Plaintiff contends that she sent AmeriCredit a check in the amount of $25 as a result of AmeriCredit’s demand for payment of the deficiency. Bankston Decl. ¶¶ 7-8, Dkt. 36. Plaintiff’s contention is belied by the record. At her deposition, Plaintiff testified under oath that after receiving her seventh default notice, she decided to voluntarily surrender her car because it was no longer running and “at that point” it was “too costly for [her] to continue to have it [her] possession[.]” . . .She also acknowledged that she had read and understood the NOI and knew that she would be liable for any deficiency in the event the car sold for less than what she owed, but she nevertheless had no intention of paying off the loan balance to redeem the vehicle or to seek reinstatement of the Agreement. . .  Thus, it is clear that Plaintiff cannot show that she suffered any harm attributable to AmeriCredit’s actions.

 

The Court also rejected Plaintiff’s UCL claim based on FCRA as lacking evidentiary support, explaining:

 

Equally misplaced is Plaintiff’s reliance on the credit agency reports as a basis for her claim of injury.

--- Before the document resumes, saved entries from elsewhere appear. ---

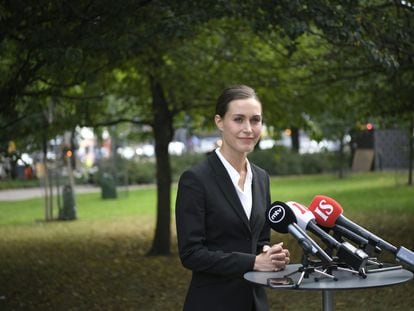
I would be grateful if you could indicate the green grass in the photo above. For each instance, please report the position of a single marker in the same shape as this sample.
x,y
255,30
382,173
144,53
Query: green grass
x,y
99,262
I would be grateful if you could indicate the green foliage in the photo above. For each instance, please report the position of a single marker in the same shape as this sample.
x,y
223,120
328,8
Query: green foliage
x,y
281,161
181,163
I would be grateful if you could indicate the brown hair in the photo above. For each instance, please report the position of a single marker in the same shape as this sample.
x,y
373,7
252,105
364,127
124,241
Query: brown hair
x,y
232,93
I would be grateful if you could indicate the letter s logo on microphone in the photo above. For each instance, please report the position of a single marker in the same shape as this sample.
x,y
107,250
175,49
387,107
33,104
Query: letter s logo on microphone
x,y
324,209
276,214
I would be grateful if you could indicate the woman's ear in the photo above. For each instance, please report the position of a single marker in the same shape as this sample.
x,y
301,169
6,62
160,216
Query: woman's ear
x,y
219,122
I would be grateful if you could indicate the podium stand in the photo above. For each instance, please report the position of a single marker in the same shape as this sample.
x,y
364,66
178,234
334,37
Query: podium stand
x,y
343,280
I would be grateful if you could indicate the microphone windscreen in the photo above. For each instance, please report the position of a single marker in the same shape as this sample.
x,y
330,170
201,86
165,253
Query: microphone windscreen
x,y
302,214
326,210
279,216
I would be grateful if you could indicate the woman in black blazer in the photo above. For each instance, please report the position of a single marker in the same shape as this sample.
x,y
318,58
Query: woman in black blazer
x,y
220,214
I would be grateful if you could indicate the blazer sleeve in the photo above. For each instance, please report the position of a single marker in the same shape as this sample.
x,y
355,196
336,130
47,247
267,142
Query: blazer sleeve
x,y
192,237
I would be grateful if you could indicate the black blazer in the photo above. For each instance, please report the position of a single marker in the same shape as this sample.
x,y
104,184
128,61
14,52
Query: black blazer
x,y
217,241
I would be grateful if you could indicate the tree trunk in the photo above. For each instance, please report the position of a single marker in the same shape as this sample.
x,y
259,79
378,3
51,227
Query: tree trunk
x,y
295,139
410,151
163,131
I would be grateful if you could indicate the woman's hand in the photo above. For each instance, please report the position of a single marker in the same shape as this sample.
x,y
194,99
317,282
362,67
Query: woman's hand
x,y
272,258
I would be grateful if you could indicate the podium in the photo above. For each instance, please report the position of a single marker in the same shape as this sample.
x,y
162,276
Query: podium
x,y
341,280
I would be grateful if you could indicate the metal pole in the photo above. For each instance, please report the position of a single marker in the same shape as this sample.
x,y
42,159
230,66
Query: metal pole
x,y
327,300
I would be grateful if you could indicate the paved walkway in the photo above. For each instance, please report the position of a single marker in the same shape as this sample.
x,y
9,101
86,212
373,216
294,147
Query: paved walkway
x,y
29,193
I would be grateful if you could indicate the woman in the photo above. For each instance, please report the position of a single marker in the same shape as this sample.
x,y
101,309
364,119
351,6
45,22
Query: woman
x,y
220,213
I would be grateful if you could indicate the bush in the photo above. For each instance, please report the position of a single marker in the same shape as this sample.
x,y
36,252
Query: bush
x,y
280,161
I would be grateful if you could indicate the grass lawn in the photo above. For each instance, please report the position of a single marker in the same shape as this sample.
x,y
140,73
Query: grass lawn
x,y
99,262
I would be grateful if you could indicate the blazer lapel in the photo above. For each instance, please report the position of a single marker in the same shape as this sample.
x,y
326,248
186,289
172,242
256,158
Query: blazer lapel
x,y
227,188
256,201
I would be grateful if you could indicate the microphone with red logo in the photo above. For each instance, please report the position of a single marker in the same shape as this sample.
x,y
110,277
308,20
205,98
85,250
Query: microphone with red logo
x,y
281,219
345,251
328,213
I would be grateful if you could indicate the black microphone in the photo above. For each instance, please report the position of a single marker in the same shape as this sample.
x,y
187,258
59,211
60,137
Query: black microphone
x,y
345,251
341,232
328,213
281,219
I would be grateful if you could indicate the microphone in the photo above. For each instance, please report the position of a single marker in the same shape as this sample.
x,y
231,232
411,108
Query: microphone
x,y
281,219
346,252
328,213
339,232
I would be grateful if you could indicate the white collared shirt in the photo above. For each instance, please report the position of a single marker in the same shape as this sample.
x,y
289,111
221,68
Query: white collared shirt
x,y
245,195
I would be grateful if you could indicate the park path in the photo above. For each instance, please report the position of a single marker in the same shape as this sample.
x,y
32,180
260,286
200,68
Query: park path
x,y
29,193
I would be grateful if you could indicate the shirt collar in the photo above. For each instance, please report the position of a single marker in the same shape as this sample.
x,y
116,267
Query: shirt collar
x,y
234,174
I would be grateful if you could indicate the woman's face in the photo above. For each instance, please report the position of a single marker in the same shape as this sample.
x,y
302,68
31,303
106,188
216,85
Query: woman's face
x,y
241,126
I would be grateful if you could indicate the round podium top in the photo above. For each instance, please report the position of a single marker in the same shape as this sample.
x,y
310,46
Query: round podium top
x,y
344,279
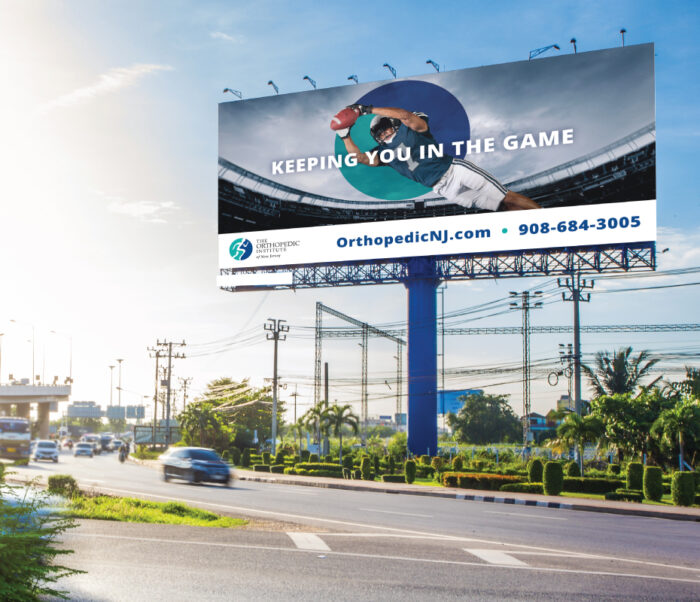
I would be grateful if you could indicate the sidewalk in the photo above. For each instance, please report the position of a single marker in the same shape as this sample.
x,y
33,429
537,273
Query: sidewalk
x,y
521,499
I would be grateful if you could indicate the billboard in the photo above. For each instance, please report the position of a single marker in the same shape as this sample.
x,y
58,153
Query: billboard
x,y
551,153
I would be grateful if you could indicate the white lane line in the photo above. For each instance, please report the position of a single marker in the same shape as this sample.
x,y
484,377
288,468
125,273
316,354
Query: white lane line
x,y
524,515
397,513
308,541
161,542
333,521
496,557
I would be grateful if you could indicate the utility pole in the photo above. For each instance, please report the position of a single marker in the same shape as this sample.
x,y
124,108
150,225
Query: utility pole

As an initial matter, this claim of injury is unpled, and thus, is not properly before the Court. Although the FAC expressly alleges that Plaintiff suffered a monetary loss by allegedly having “paid some of AmeriCredit’s deficiency claim,” FAC ¶ 20, there is no allegation that Plaintiff was injured by virtue of the information reported to the credit bureaus. Indeed, Plaintiff was not aware of this alleged injury until March 2010, when she received a copy of her credit report. Bankston Decl. ¶ 10. It is well settled that a party cannot avoid summary judgment by alleging facts in an opposition that were not alleged in the pleadings.  [citations omitted. Ed.]    Even if Plaintiff had actually pled that she was injured as a result of AmeriCredit having reported the charge-off to the credit bureaus, she has presented no admissible evidence to support that contention. Under the best evidence rule, proof of what the credit report stated must be established by the report itself. See Fed .R.Evid. 1002 (“To prove the content of a writing, recording, or photograph, the original writing, recording, or photograph is required,….”); Fed.R.Evid. 1004 (setting forth requirements for considering “other evidence” otherwise subject to Rule 1002). However, Plaintiff neither attached an original or a copy of the report, nor has she explained her failure to do so. Plaintiff merely purports to summarize the report by claiming that it “confirmed” that AmeriCredit had reported a charge-off in the amount of $15,117.00. Bankston Decl. ¶ 10. Plaintiff’s conclusory and vague assertion that AmeriCredit reported her delinquency as a charge-off is inadmissible hearsay that cannot be considered in connection with a summary judgment motion. [citations omitted. Ed.]  That flaw notwithstanding, Plaintiff has failed to proffer any evidence that she suffered any actual loss of money or property as a result of AmeriCredit’s alleged report to the credit bureaus. See Birdsong v. Apple, Inc., 590 F.3d 955, 961 (9th Cir.2009) (holding that a hypothetical injury is insufficient to establish standing under the UCL).